Donnerstag, 26. Juni 2014

Der Gargano: Wälder, Grotten, Heilige.


Der Gargano beschäftigt mich, seit ich in einer Vorlesung hörte: dort, genau dort, sei im Mittelalter der Erzengel Michael erschienen. Nein, nicht irgendein abstraktes "Verbum dei caro factum est". Sondern richtig handfest: am 8. Mai des Jahres 492 erschien der Erzengel Michael dem Bischof von Siponto auf dem Monte Sant'Angelo. Punkt. Zack. So war das.


Es ist schon ein wunderbarer Ort, dieser heutige Wallfahrtsort. Keine der üblichen Wallfahrtskirchen, nein: was man über der Erde sieht, ist nur der unwesentliche Teil: Ganz hoch oben am Berg, den wir in Nebel und Regen über steile Straße erreichen, fast an der höchsten Stelle, führt in der Kirche ein langer, gewundener Gang hinunter in die eigentliche Grotte, wo die Erscheinung stattfand. Und die seit bald 1.500 Jahren ein Wallfahrtsort ist. Aber keiner der düsteren, sondern es ist irgendwie hell und licht. Generationen haben hier gebaut und gebetet: die Langobarden, die nach den Römern kamen. Dann Byzantiner. Ottonen. Danach Normannen. Dann Staufer. Anjou. Aragonesen. Königreich Neapel. Königreich beider Sizilien. Königreich Italien. Etwa in dieser Reihenfolge. Und alle haben ihre Spuren hinterlassen an diesem Ort.

Tja. Und was wäre Italien heute ohne Padre Pio? Der Heilige begegnet uns in Italien überall: kein Büro ohne sein segnendes Konterfei. Keine Bar, ohne dass er in meinen Espresso schaute. Kaum ein Auto, in dem er nicht mitführe. Kein Laden, in dem er nicht hinge. Und selbst die Milchlaster italienischer Provenienz, die sich auf deutschen Autobahnen bewegen, haben hinten drauf überlebensgroß sein Foto mit den segnenden Händen in Handschuhen. Kein Zweifel, er ist der populärste aller Heiligen. Gewirkt hat er nur ein paar Kilometer vom Monte Sant Angelo entfernt, in San Giovanni Rotondo. Hat ein Krankenhaus gebaut mit Spenden. Hat Johannes Paul II. sein Pontifikat vorhergesagt. Hatte Stigmata an Händen und Füßen, die er durch das Tragen fingerloser Handschuhe verbarg. Fiel aber auch durch erhöhten Phenolbezug beim Apotheker auf, was leichte Verätzungen verursacht.
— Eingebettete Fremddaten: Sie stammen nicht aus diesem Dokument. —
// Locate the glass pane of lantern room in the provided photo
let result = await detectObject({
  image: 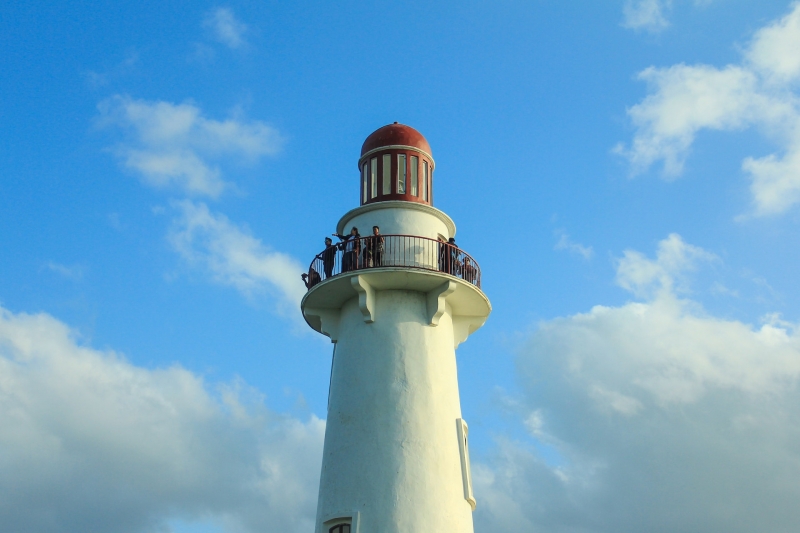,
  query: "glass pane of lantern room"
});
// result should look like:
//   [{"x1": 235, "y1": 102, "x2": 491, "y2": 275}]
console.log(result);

Ein anfechtbarer Heiliger. Aber die Kirche kam nicht umhin, ihn auf Druck von unten 1999 heiligzusprechen. Voila.

Bei der Durchreise durch Padre Pio's San Giovanni stellen wir fest, dass es diesem Örtchen - anders als im ganzen Gargano - doch wirtschaftlich recht erfreulich geht. Neubauviertel stößt an Neubauviertel, hier wird etwas geschaffen, bloß was? Auskunft gibt da Alessandro Maggiolini, Bischof von Como, der am Tag vor der Heiligsprechung Padre Pio's die Kommerzialisierung des Heiligen scharf kritisierte und der Zeitschrift "Repubblica" diktierte: "Jesus vertrieb die Händler aus dem Tempel. Aber ich muß feststellen, dass sie zurückgekehrt sind."
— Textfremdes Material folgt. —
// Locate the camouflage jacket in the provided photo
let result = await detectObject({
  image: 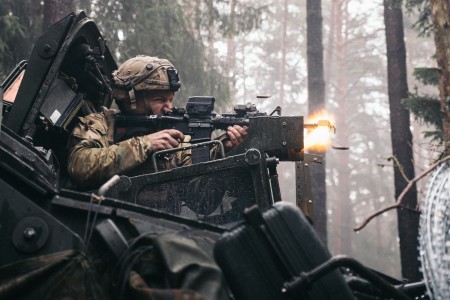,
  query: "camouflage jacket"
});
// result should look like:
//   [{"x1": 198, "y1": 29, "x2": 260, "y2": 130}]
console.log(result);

Und dann ist der Gargano auch der Ort der Foresta Umbra, eines großen geschützten Waldgebietes. Als wir es durchqueren, begegnen wir keiner Menschenseele, Sven meint, hier sei Fangorn und es würde mich auch nicht wundern, wenn vor uns gleich einer von Tolkien's Baummenschen über die Straße latschen würde. Nebelschwaden, Kurvenstraßen, Moose und Flechten, Baumriesen. Ein paar Rinder auf der Straße. Forresta Umbra. Kein Lokal weit und breit. Einsamkeit.
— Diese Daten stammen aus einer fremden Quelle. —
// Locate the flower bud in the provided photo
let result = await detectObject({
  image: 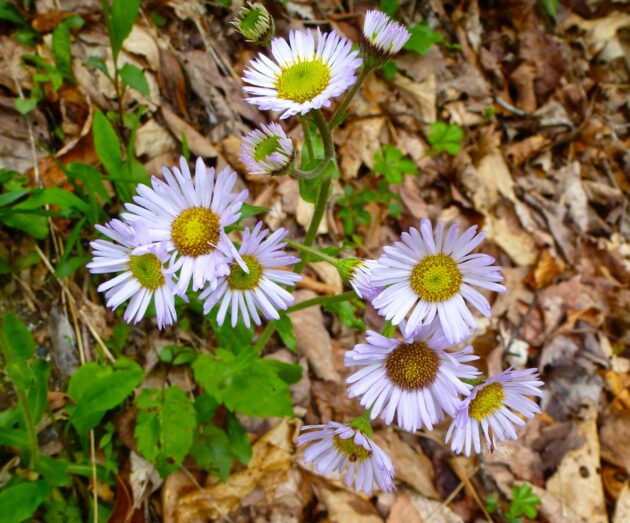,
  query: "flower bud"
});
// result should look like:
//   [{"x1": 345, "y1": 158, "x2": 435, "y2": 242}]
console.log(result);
[{"x1": 232, "y1": 2, "x2": 276, "y2": 45}]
Und dann die Grotten. Das Meer hat sie aus dem Fels gewaschen, und meistens sind sie nur mit dem Boot erreichbar. Und wenn ich in einem früheren Beitrag schrieb, ich sei sicher, dass Odysseus an dieser Küste gesegelt sei: dann hat dies nicht nur mit den zahllosen Grotten hier zu tun. Wer segelt, stellt fest, dass der gute Homer voll ist von realen geografischen Orten, die er in seine Geschichten einbettete und die noch heute identifizierbar sind. Die Grotten des Gargano sind der Hintergrund für  die Grotte der Calypso. Und Kap Spartivento, wo alle fünf Minuten die Winde wechseln, ist der reale Ort für die Lügengeschichte vom Windsack, der die Heimkehr des Odysseus nach Ithaka verhinderte. Aber dies alles ist eine andere Geschichte.